Citi Wealth a publié son rapport mondial 2025 sur les family offices, établi à partir des données de ses 1 800 family offices à travers le monde. Ce rapport révèle que les family offices internationaux ont progressé de dix étapes en matière d'intérêt pour les actifs numériques.
Le sentiment du marché est passé de -11 % en 2024 à -1 % cette année. Le rapport de Citi Wealth indique que cette évolution reflète l'ouverture de la nouvelle administration américaine aux cryptomonnaies. Ce rapport analyse les réponses de 346 entités issues de 45 pays.
C’est intéressant, étant donné que la plupart des opinions ont baissé, à l’exception de celles concernant les fonds spéculatifs, le capital-investissement, les matières premières et les actifs numériques. En termes d’optimisme, 19 % desdentétaient optimistes quant aux actifs numériques, contre 63 % neutres et 19 % pessimistes, ce qui correspond exactement à leur opinion sur cash.
Les family offices citent le manque d'expertise comme principal obstacle à l'adoption de l'IA
Historiquement, la plupart des family offices limitaient leur exposition aux cryptomonnaies à 1-5 % de leurs portefeuilles totaux. Cependant, en 2025, un rapport de BNY Mellon a souligné que ces allocations s'étaient diversifiées, les plus grands family offices (actifs sous gestion > 1 milliard de dollars) affichant une moyenne proche de 8 %, tandis que les plus petits (actifs sous gestion < 1 milliard de dollars) se situaient autour de 5 %.
D'après le rapport , les family offices anticipent une appréciation de leurs portefeuilles. Près de quatre sur dix prévoient des rendements de 10 % ou plus, plutôt que de liquider leurs actifs en réaction aux politiques tarifaires.

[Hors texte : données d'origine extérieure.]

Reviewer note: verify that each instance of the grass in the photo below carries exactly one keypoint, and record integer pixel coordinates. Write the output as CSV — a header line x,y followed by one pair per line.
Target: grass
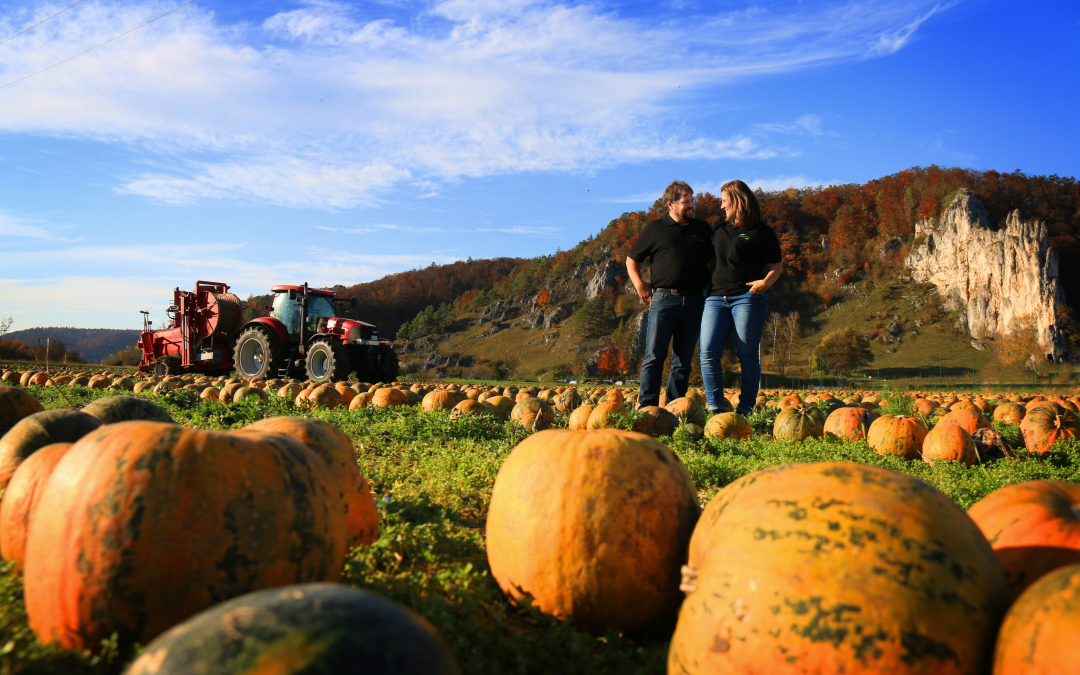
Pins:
x,y
433,478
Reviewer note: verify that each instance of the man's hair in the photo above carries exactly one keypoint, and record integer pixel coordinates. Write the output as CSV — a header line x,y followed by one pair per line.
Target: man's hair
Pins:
x,y
675,192
746,207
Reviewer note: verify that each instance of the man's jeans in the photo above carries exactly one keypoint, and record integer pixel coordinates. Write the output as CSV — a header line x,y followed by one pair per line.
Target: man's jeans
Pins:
x,y
745,315
675,320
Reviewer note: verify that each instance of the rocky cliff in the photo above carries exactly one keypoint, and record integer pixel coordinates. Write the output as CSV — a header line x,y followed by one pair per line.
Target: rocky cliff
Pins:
x,y
995,274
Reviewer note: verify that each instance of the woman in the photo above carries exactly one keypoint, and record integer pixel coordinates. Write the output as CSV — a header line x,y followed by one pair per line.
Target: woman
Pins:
x,y
747,264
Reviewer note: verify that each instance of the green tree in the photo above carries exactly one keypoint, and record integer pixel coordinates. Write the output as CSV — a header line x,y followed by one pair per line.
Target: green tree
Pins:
x,y
842,351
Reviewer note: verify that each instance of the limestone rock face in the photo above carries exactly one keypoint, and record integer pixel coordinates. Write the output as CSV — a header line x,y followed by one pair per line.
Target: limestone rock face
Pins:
x,y
604,279
996,274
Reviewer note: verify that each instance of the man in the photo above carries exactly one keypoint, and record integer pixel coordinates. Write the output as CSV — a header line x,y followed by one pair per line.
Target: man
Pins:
x,y
679,250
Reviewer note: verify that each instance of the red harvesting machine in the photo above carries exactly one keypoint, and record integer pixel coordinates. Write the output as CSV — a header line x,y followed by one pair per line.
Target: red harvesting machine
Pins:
x,y
302,337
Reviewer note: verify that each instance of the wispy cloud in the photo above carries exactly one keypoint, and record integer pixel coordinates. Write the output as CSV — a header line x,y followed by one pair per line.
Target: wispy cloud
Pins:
x,y
768,185
810,124
525,230
329,106
22,229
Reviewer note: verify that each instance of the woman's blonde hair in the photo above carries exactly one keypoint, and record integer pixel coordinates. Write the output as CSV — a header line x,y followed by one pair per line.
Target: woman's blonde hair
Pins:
x,y
746,207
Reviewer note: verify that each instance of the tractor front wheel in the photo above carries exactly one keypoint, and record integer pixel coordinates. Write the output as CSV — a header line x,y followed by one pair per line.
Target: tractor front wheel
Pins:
x,y
327,362
257,354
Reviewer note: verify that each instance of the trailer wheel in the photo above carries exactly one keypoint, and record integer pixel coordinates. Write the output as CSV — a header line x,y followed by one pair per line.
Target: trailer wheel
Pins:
x,y
166,365
257,353
327,362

Les family offices se sont également tournés vers des zones géographiques et des secteurs plus défensifs, tout en conservant leurs allocations globales, avec une légère diminution cash . Selon le rapport, ils ont globalement maintenu leurs allocations d'actifs, la moitié d'entre eux conservant leurs investissements en titres à revenu fixe et les deux tiers les maintenant dans l'immobilier.
Le secteur du capital-investissement a connu le mouvement haussier le plus notable, les investissements augmentant par rapport à ceux diminuant de 26 %.
Les family offices étaient principalement préoccupés par les guerres commerciales (60 %), les relations sino-américaines constituant la deuxième source d'inquiétude (43 %), suivies par la résurgence de l'inflation (37 %). Le conflit au Moyen-Orient et la guerre russo-ukrainienne étaient perçus comme des risques nettement moins importants (14 % et 9 % respectivement).
De plus,dentrépondants de family offices qui ont évoqué le sujet du déploiement de l'IA a doublé dans l'enquête de cette année par rapport à 2024. Ils s'intéressent à l'automatisation des tâches opérationnelles (22 %) et à l'analyse ou à la prévision des investissements (22 %).
L'IA n'est pas encore intégrée à toutes les fonctions, notamment dans les domaines liés aux risques et à la conformité. Pour la plupart des family offices, les principaux obstacles sont le manque d'expertise interne (57 %), une sensibilisation limitée (34 %) et des préoccupations concernant la cybersécurité et le retour sur investissement.